03 the turning point: Secret Diary of a Businesswoman

I was learning and growing in the corporate environment, both, mentally and financially, it seemed like my business aspiration took a back seat because I was enjoying my work.  I  entered the beautiful phase of marriage and then was blessed with a baby girl. So the personal life was also growing well with career. I took a maternity break of three months which was usual in most organisations at that time.

Since I completed more than 2 years in the organization, my promotion was due. However, during my maternity break, this came to me as a shock that my boss, who was demanding at work, didn’t promote me. I felt disappointed but was still optimistic. I made an effort to meet her during my break. On being asked why I am not promoted despite best efforts, she said, “You have just delivered a baby and for the next 6 months you will be going home early you know.” She also added that the HR Manager also feels that way. “Early” here means mostly an hour after office time. We were normally used to stay back for an average of 2.5 hours after office hours as a team. The thought in my head was 'When my pregnancy never affected my work, how my motherhood will impact my productivity'.  

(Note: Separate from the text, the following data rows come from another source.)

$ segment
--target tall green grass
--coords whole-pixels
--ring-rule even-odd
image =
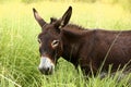
[[[50,2],[0,4],[0,87],[131,87],[123,76],[104,79],[85,77],[73,65],[60,58],[53,75],[45,76],[37,70],[39,63],[36,23],[32,8],[49,22],[50,16],[60,17],[69,5],[73,7],[71,22],[87,28],[115,30],[131,29],[131,14],[119,5],[82,2]],[[119,75],[119,74],[118,74]]]

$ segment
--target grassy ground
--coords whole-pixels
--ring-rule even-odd
[[[64,3],[64,4],[63,4]],[[49,2],[25,4],[19,1],[0,3],[0,87],[131,87],[130,75],[121,82],[110,76],[99,79],[78,73],[71,63],[59,60],[55,75],[41,75],[38,70],[37,35],[40,27],[33,16],[36,8],[49,22],[60,17],[69,5],[73,7],[71,22],[87,28],[116,30],[131,29],[131,14],[118,4]]]

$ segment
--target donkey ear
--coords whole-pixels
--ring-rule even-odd
[[[66,11],[66,13],[63,14],[60,21],[59,28],[64,27],[69,23],[71,14],[72,14],[72,7],[69,7],[69,9]]]
[[[40,27],[43,27],[46,24],[46,22],[39,16],[38,12],[34,8],[33,8],[33,13],[34,13],[35,20],[38,22]]]
[[[50,17],[50,24],[57,22],[57,18],[56,17]]]

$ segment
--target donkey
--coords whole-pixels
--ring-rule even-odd
[[[60,57],[81,66],[85,74],[122,69],[131,65],[131,30],[116,32],[104,29],[87,29],[75,24],[69,24],[72,7],[61,18],[50,17],[45,22],[33,9],[34,17],[41,27],[38,35],[40,63],[39,71],[45,75],[53,73]]]

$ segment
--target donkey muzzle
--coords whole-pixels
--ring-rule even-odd
[[[55,64],[48,57],[41,57],[38,70],[41,72],[41,74],[49,75],[53,73]]]

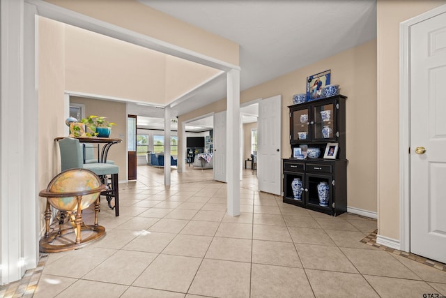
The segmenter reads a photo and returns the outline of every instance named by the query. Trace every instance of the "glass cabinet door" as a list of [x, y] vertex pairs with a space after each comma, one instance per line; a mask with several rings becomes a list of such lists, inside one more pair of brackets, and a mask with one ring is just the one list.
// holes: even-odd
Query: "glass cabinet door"
[[335, 103], [313, 107], [313, 140], [337, 140]]
[[309, 110], [298, 110], [293, 112], [293, 140], [308, 142], [310, 140], [309, 124]]

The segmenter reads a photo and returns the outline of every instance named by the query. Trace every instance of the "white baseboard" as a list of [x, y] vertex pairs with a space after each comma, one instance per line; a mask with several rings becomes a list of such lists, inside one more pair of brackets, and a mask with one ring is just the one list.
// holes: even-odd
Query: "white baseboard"
[[399, 240], [387, 238], [381, 235], [376, 235], [376, 243], [380, 245], [385, 245], [391, 248], [401, 250], [401, 243]]
[[364, 210], [359, 208], [347, 207], [347, 212], [353, 213], [353, 214], [357, 214], [362, 216], [369, 217], [371, 218], [378, 218], [378, 214], [371, 211]]

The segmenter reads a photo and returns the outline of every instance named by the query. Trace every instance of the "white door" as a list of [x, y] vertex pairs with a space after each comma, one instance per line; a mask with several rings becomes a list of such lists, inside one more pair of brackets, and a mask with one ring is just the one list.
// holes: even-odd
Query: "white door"
[[259, 190], [281, 195], [282, 96], [259, 103], [257, 178]]
[[226, 111], [214, 114], [214, 180], [226, 182]]
[[445, 263], [446, 13], [410, 27], [410, 251]]

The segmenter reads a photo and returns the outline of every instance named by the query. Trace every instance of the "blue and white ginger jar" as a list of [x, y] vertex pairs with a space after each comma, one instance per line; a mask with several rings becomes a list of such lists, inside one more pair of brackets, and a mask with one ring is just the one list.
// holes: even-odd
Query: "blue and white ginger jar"
[[304, 103], [307, 101], [307, 94], [302, 93], [300, 94], [294, 94], [293, 96], [293, 103], [295, 105], [297, 103]]
[[327, 85], [323, 88], [322, 94], [325, 97], [330, 97], [339, 94], [339, 85]]
[[325, 181], [319, 183], [317, 186], [318, 195], [319, 196], [319, 205], [323, 207], [328, 206], [328, 200], [330, 199], [328, 184]]
[[302, 200], [302, 181], [299, 178], [294, 178], [291, 182], [294, 200]]

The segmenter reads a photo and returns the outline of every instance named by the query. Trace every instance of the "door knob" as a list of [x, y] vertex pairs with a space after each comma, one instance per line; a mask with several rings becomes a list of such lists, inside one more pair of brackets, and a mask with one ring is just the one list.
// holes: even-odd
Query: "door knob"
[[418, 147], [415, 148], [415, 153], [417, 154], [424, 154], [426, 152], [426, 148], [423, 147]]

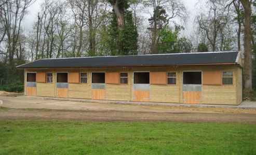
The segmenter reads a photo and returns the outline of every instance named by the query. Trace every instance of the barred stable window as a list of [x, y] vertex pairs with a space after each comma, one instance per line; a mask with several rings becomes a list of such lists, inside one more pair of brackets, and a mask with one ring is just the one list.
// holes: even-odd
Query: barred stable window
[[176, 84], [176, 73], [167, 73], [167, 84]]
[[83, 83], [87, 83], [87, 73], [82, 73], [80, 75], [80, 82]]
[[120, 83], [128, 84], [128, 73], [120, 73]]
[[47, 83], [52, 83], [52, 73], [47, 73]]
[[233, 84], [233, 72], [222, 72], [222, 84]]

More than a bump of not getting promoted, I was upset about the fact that the two women who made this decision were both mothers. I was offered a great salary hike to make up for it. I had seen a few cases where women were not given their dues just because they went through different phases of life. However, I never thought this can happen to me.

Today things might be much better for women, but back then it changed something in me. There is no connection between becoming a mother and productivity at work unless there are extreme situations.  I realized in a job the outcome of your efforts will always be controlled by someone else. It's when I decided to create my own identity rather than working for 9:00 to 9:00 thankless jobs.

While I was contemplating my next move to pursue a full-time Ph.d. Just after my farewell, I received an offer through a LinkedIn connection. It was for a Corporate Strategy role with a promising future and more autonomy. It got me excited and I joined one of the biggest Infrastructure Financing Company in India. I was clear in my head that if this one didn’t work out, I will quit my corporate career. I always followed a rule in life. Four Monday morning blues in a row means time to quit. Exactly the same happened. In eight months I started having Monday morning blues primary reason, a bullying boss. It’s so tragic often people in leading roles, fail to see their behavior patterns. 

Before quitting this time, I invested my time in deciding the right move. My business was already there in the back of my mind so I decided to sharpen my consulting skills along with learning more about Entrepreneurship landscape in India. I was working with founders and CEOs, which had offered me great exposure and awesome financial stability. Leaving it meant letting go of a financially secure future for myself and my family. But then I took a plunge to upskill myself with the entrepreneurial ecosystem and my calling as an entrepreneur, trainer, and advisor to SMEs. I joined NIESBUD, a government organization that provides training to entrepreneurs not only in India but also to more than 150 countries visiting its campus every year.

It was not easy to quit. A lot of people questioned this decision including close friends and family. My mother didn’t talk to me properly for many days. I was called insane to leave my job at a golden time. Amidst all this, my partner was by my side and always encouraged me to follow my instincts. Although maintaining sanity while hustling for work, parenting and a joint family was a bit of challenge, but I always enjoyed it as we had an equal stake in every aspect of life.

Before joining NIESBUD I had already worked in quite a few sectors like Education, Health, Development, Energy, Climate Change and Infrastructure financing. By virtue of working with leading Industry Associations of India, I had experienced work styles, lifestyles, strategic intent and influences of more than 100 biggest entrepreneurs and Businessmen of their time. It helped me perform at my best.

I left no stone unturned to exploit my skills at work, explore the best recourses and produce some great work at NIESBUD for more than three years.